Malaysia had initially planned to start its mass vaccination campaign on Friday, but with the vaccines arriving ahead of schedule on Sunday, the authorities brought forward the start date of the vaccination exercise, which is expected to last up to a year.

Malaysia aims to inoculate close to 83 per cent of its 33 million population.

It will vaccinate elected representatives, healthcare workers and other front-liners in the first phase that is expected to last until next month.

The second phase will involve at-risk groups, such as individuals with certain existing illnesses, and those above the age of 65.

The country aims to begin administering vaccines to the general populace from May.

All vaccines will be made available for free, including for foreign workers, expatriates, refugees and undocumented migrants.

The first batch of vaccines from Pfizer-BioNTech, the United States-German collaboration, consisted of 312,390 doses which arrived on Sunday. Another 182,520 doses are scheduled to arrive on Wednesday.

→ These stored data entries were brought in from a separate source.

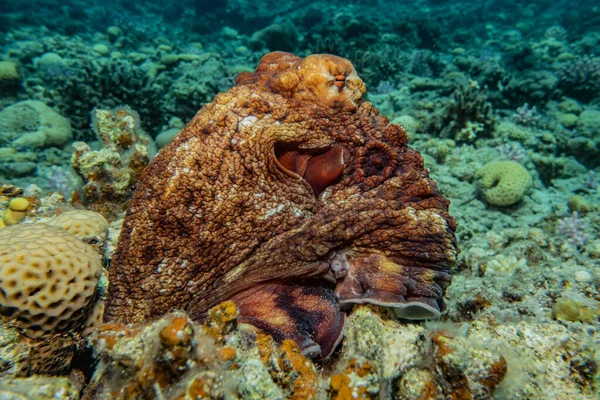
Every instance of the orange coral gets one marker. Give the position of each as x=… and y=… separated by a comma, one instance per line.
x=299, y=374
x=343, y=387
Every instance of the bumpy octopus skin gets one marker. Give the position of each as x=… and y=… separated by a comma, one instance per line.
x=292, y=197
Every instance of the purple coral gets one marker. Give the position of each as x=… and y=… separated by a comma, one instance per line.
x=572, y=228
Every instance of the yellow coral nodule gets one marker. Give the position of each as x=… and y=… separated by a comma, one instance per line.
x=504, y=182
x=16, y=211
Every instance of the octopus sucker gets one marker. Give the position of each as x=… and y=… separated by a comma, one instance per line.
x=310, y=203
x=307, y=313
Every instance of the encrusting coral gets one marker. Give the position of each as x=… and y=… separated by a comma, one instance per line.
x=505, y=182
x=290, y=196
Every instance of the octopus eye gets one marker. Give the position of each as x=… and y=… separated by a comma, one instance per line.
x=340, y=81
x=320, y=169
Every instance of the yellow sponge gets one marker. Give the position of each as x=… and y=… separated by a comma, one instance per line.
x=48, y=278
x=505, y=182
x=16, y=211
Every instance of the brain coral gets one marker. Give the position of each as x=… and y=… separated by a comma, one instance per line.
x=292, y=197
x=504, y=182
x=81, y=223
x=47, y=278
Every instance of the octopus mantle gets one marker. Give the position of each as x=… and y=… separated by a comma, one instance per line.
x=292, y=197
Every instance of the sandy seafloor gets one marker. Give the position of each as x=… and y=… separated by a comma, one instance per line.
x=473, y=83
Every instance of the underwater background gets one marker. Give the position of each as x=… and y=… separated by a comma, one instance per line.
x=501, y=98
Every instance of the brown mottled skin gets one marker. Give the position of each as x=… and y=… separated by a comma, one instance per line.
x=218, y=214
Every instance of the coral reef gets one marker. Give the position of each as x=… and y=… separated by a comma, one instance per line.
x=110, y=174
x=15, y=212
x=504, y=182
x=505, y=83
x=48, y=278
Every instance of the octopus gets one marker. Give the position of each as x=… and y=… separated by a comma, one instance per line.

The country has inked a deal to buy a total of 25 million doses of the Pfizer-BioNTech vaccine, which cover 39 per cent of its population.

It has also ordered a total of 6.4 million doses from British-Swedish pharmaceutical firm AstraZeneca, signed a deal for 12 million doses from China's Sinovac, and another 6.4 million doses of Sputnik V vaccine from Russia.

The authorities said last week that they were in the final stages of talks with US company Johnson & Johnson to procure its single-dose vaccine, which it aims to use on the vulnerable population, such as undocumented migrants.

Malaysia will administer the two doses of the Pfizer-BioNTech vaccine 21 days apart, as recommended by the vaccine manufacturer.

The vaccine, which needs to be stored at temperatures of minus 70 deg C, will be administered to front-liners all across the country.

Malaysia had spent weeks preparing for the storage and delivery of the vaccine, with local energy firm Tenaga Nasional Berhad giving the assurance that there will be no power disruption at any of the vaccine storage facilities.